Re: [RFC PATCH] topology: Represent clusters of CPUs within a die.

Valentin Schneider <valentin.schneider@xxxxxxx> · Mon, 19 Oct 2020 14:48:02 +0100

+Cc Jeremy

On 19/10/20 14:10, Morten Rasmussen wrote:
> Hi Jonathan,
> The problem I see is that the benefit of keeping tasks together due to
> the interconnect layout might vary significantly between systems. So if
> we introduce a new cpumask for cluster it has to have represent roughly
> the same system properties otherwise generic software consuming this
> information could be tricked.
>
> If there is a provable benefit of having interconnect grouping
> information, I think it would be better represented by a distance matrix
> like we have for NUMA.
>
> Morten

That's my queue to paste some of that stuff I've been rambling on and off
about!

With regards to cache / interconnect layout, I do believe that if we
want to support in the scheduler itself then we should leverage some
distance table rather than to create X extra scheduler topology levels.

I had a chat with Jeremy on the ACPI side of that sometime ago. IIRC given
that SLIT gives us a distance value between any two PXM, we could directly
express core-to-core distance in that table.

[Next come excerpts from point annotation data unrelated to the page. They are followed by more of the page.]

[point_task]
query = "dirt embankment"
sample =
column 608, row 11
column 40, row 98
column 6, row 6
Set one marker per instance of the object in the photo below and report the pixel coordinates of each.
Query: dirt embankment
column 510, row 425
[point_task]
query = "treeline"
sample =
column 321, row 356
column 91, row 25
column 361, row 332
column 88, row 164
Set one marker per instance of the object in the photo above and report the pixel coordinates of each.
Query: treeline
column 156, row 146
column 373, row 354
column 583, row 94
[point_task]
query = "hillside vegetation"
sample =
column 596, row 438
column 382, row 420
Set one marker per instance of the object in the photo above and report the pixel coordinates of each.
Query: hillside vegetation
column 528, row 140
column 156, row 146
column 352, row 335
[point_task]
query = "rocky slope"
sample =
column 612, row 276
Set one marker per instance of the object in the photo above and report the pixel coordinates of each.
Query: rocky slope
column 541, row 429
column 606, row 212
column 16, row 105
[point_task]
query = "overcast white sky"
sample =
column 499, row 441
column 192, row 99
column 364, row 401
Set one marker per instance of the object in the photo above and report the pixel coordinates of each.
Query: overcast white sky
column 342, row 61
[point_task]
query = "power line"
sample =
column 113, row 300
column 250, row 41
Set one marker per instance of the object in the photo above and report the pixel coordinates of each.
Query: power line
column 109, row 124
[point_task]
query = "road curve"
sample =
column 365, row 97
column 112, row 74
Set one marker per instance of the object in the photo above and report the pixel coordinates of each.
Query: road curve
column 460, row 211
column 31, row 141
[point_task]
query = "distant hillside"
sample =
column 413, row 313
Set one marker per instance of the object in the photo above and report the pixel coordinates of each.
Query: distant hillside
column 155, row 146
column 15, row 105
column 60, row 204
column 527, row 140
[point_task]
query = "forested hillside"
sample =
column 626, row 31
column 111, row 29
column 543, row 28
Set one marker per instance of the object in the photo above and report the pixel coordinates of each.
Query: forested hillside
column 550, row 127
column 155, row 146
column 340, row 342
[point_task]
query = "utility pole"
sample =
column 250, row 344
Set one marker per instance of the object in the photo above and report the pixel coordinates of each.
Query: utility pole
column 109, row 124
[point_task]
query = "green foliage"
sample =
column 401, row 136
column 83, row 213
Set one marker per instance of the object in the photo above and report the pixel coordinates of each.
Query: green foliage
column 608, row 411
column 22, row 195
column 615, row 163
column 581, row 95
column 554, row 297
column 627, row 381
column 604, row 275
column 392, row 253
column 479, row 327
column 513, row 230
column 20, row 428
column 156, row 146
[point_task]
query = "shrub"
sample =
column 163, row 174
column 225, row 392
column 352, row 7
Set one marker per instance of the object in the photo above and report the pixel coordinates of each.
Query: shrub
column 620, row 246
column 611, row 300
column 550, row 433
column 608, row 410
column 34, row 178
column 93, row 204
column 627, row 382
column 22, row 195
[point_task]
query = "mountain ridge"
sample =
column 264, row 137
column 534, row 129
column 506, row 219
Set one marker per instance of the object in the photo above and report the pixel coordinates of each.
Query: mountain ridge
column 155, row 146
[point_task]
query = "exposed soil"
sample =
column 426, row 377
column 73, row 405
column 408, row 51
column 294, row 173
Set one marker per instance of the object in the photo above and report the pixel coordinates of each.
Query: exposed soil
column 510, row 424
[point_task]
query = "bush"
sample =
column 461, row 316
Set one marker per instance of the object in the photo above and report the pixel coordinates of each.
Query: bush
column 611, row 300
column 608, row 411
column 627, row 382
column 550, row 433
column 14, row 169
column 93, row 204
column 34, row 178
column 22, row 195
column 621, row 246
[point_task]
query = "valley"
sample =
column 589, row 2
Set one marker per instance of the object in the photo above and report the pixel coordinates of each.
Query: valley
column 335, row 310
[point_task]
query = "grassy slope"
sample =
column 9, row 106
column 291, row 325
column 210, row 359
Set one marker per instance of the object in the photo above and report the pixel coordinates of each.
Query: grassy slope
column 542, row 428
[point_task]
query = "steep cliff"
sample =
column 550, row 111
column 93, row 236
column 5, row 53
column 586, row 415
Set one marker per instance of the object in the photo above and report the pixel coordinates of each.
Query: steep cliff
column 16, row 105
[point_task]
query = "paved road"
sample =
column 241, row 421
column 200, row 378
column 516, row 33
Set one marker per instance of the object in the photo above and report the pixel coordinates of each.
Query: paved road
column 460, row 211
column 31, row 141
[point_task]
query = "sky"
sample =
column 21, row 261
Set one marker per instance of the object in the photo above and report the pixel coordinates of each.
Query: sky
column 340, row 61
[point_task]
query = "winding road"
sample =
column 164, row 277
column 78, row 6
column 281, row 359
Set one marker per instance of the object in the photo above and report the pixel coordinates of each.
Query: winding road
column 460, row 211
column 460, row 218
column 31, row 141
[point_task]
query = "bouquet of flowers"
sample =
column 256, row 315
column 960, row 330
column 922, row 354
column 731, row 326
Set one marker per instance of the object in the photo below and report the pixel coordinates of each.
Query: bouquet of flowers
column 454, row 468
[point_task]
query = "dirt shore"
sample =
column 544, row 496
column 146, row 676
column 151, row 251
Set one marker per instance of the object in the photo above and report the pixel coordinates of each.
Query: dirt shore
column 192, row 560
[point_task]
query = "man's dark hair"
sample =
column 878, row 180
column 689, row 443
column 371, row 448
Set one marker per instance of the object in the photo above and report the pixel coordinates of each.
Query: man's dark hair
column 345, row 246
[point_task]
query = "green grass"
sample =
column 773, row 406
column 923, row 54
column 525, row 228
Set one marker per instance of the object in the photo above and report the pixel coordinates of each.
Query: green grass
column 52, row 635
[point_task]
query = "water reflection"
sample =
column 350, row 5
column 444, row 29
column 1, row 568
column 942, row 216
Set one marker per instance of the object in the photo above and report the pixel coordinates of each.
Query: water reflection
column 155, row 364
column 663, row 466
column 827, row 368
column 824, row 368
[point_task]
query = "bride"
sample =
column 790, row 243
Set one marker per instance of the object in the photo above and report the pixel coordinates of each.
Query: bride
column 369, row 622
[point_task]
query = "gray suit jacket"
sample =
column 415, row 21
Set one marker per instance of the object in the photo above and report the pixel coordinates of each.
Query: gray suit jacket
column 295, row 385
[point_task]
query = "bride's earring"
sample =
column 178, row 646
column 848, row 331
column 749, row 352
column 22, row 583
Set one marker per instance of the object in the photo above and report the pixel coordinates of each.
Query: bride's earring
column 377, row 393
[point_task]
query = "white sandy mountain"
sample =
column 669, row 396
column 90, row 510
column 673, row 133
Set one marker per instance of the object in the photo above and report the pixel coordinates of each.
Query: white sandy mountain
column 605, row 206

With that (and if that still
lets us properly discover NUMA node spans), we could let the scheduler
build dynamic NUMA-like topology levels representing the inner quirks of
the cache / interconnect layout.

It's mostly pipe dreams for now, but there seems to be more and more
hardware where that would make sense; somewhat recently the PowerPC guys
added something to their arch-specific code in that regards.